Weakly Supervised Exaggeration Transfer for Caricature Generation With Cross-Modal Knowledge Distillation

IEEE Comput Graph Appl. 2024 Apr 17:PP. doi: 10.1109/MCG.2024.3390121. Online ahead of print.

Abstract

Caricature generation aims to translate portrait photos into caricatures with exaggerated and hand-drawn artistic styles. Previous methods faced challenges in creating diverse and meaningful exaggeration effects, yielding unsatisfactory and uncontrollable results. To overcome this, we proposed ETCari, a novel weakly supervised exaggeration transfer network. ETCari enables the learning of diverse exaggeration caricature styles from various artists, better meeting individual customization requirements and achieving diversified exaggeration while retaining identity features.
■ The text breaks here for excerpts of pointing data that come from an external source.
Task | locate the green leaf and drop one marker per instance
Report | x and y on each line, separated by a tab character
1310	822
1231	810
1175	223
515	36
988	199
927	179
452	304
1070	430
Specifically, we use the thin-plate spline control point deformation field as the ground truth, serving as the loss for weakly supervised learning to address the challenge of no labels. We convert input to an intermediate modality for domain adaptation, training a teacher model. Subsequently, we perform cross-modal knowledge distillation to train the student model, simplifying preprocessing during inference and avoiding the impact of face parser errors. Experiments on the WebCaricature dataset demonstrate that ETCari effectively performs exaggeration transfer, generating appealing caricatures.